-
Notifications
You must be signed in to change notification settings - Fork 322
Description
Hi, thanks for open-sourcing this work.
I have been trying to reproduce the LoCoMo results reported in Table 3, especially for the smaller Qwen models (e.g., Qwen2.5-1.5B / 3B and Qwen3-1.7B / 8B). However, the results I obtain are not consistent with the numbers reported in the paper.
I would like to ask whether you could share more implementation details for the evaluations of the other methods in Table 3 (e.g., LoCoMo, ReadAgent, MemoryBank, MemGPT, A-Mem, LightMem, Mem0), because:
- My reproduced numbers differ noticeably from those reported in the paper.
- As far as I can tell, other papers do not seem to report these exact baseline results on these exact model settings, so it is hard to verify what exact setup was used.
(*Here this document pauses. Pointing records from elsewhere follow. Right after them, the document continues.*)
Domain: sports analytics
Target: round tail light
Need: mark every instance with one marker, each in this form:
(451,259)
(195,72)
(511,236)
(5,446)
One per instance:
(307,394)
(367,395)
Would it be possible to clarify or release the following details?
-
Whether these baselines were re-implemented or directly run from official repos
-
Decoding settings for all evaluated models:
- temperature / top-p / max tokens
- whether reasoning / thinking mode was enabled or disabled
-
Retrieval settings:
- retrieve_k
- token budget
-
Evaluation details:
- exact F1 / BLEU computation script
- whether any post-processing was applied to model outputs
-
Serving / inference details:
- local inference vs API
- any model-specific adjustments for Qwen2.5/Qwen3
If possible, it would be very helpful if the exact scripts/configs used to produce Table 3 could be released.
Thanks again — I think this would greatly improve the reproducibility of the paper.